5. Be careful when using any function that executes commands on the server.
These functions include eval(), exec(), system(), passthru(), popen(), and backtick(``). These functions can execute commands on the server and should never be used casually. If you have to include a variable in a command, you should perform a thorough security check on the variable. You should also use escapeshellarg() escapeshellcom() for additional preprocessing.
6. Change the default session directory, or use a database to save session data.
7. Do not save uploaded files on the server using the file name provided by the browser.
8. If the submitted data needs to be redisplayed in the web page, be sure to pay attention to the HTML in it, and more importantly, JAVASCRIPT
You can use the function
string htmlspecialchars (string string [, int quote_style [, string charset]])
Process the submitted data
9. Do not expose your PHP error messages on the site.
PHP error messages can output error messages during your development process to facilitate your inspection, but if exposed on the Web, they can easily become an entry point for attackers.

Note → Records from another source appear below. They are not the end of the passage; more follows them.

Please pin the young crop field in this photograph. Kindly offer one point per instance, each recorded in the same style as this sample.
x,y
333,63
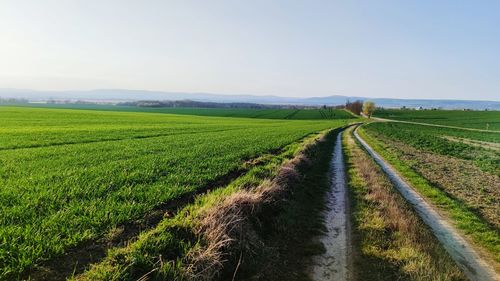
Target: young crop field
x,y
69,176
478,147
293,114
485,120
456,169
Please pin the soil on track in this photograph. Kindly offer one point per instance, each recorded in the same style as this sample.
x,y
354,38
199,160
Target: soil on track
x,y
333,264
459,249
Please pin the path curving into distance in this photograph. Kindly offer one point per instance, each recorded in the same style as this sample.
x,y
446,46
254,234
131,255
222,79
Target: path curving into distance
x,y
459,249
333,264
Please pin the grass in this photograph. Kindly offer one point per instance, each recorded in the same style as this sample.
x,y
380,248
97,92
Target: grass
x,y
460,215
292,114
390,240
457,118
230,231
70,176
437,140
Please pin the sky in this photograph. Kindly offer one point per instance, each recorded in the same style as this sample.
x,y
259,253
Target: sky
x,y
372,48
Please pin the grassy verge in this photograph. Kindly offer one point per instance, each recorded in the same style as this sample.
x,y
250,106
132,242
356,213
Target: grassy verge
x,y
390,241
462,217
232,231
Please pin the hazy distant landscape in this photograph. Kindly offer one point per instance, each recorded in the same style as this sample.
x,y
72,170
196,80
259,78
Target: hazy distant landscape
x,y
249,140
132,95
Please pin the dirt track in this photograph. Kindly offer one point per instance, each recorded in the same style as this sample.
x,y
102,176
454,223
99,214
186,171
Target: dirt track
x,y
334,263
434,125
459,249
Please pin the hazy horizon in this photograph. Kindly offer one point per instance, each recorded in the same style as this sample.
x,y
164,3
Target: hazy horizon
x,y
379,49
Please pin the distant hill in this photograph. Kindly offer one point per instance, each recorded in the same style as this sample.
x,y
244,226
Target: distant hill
x,y
134,95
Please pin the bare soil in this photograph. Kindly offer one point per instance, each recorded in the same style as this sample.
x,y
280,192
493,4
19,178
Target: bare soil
x,y
459,249
333,264
459,178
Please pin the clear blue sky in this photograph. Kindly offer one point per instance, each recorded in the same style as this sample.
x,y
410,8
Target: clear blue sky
x,y
404,49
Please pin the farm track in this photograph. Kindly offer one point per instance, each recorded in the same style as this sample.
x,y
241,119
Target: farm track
x,y
434,125
334,264
459,249
119,139
76,260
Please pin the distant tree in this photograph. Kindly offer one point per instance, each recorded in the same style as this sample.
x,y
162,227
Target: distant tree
x,y
368,108
354,107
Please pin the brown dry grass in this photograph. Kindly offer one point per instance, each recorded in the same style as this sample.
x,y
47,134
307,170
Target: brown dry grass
x,y
228,227
459,178
392,240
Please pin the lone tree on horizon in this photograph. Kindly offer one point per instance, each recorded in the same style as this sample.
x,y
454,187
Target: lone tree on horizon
x,y
368,108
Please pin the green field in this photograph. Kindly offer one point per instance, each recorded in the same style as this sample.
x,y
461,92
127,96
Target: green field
x,y
456,169
292,114
458,118
72,175
445,141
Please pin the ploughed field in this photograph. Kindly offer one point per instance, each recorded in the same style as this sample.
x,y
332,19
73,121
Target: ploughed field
x,y
68,176
292,114
458,170
457,118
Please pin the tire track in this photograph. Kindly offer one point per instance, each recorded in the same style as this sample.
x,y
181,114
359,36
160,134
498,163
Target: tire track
x,y
334,263
459,249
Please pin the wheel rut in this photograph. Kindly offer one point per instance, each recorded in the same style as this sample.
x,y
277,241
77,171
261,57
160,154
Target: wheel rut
x,y
333,264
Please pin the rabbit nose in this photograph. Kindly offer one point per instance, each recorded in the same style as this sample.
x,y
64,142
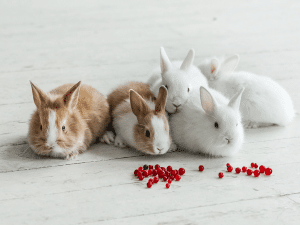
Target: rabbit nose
x,y
228,140
159,149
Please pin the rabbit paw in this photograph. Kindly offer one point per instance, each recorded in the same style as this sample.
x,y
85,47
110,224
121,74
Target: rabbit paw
x,y
251,125
108,138
119,142
173,147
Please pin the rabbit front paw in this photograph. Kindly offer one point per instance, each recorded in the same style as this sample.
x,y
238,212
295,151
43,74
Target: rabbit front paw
x,y
119,142
108,138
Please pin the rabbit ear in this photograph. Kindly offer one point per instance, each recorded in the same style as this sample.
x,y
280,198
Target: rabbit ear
x,y
138,105
236,100
165,63
188,61
160,105
71,97
207,101
39,97
230,63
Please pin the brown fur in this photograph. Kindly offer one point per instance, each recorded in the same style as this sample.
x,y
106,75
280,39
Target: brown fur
x,y
86,112
141,110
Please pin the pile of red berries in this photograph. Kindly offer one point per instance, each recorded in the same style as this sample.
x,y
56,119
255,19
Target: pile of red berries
x,y
262,169
165,174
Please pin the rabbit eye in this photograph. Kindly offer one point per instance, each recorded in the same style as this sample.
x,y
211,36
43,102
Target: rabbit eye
x,y
147,133
216,125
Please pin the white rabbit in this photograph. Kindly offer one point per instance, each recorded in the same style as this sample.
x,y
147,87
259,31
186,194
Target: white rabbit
x,y
264,102
212,127
180,78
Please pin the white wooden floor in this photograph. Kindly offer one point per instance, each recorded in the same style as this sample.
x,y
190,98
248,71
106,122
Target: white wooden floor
x,y
105,43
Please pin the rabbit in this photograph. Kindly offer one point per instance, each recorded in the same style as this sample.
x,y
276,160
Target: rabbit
x,y
139,118
180,78
264,102
67,120
212,127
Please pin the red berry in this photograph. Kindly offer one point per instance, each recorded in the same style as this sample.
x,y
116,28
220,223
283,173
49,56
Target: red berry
x,y
244,169
229,168
262,169
256,173
181,171
154,172
237,170
169,168
268,171
177,177
249,172
201,168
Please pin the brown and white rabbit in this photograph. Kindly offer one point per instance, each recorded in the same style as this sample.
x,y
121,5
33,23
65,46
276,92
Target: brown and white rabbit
x,y
139,119
68,120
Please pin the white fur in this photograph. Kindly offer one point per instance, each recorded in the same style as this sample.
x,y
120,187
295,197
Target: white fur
x,y
124,127
56,150
193,129
178,80
160,145
264,101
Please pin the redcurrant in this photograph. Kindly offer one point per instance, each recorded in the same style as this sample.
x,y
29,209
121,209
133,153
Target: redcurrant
x,y
256,173
237,170
268,171
249,172
229,168
177,177
244,169
262,169
201,168
181,171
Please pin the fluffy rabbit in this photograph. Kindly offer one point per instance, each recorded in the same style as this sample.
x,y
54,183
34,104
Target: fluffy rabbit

10. Prevent SQL injection attacks.
You should use language-specific database escape functions, such as mysqli_real_escape_data(), to ensure that the submitted content does not destroy the query operation.
11. Never save phpinfo() scripts on the server.
The above has introduced the PHP security technology to achieve basic PHP security, including aspects of the content. I hope it will be helpful to friends who are interested in PHP tutorials.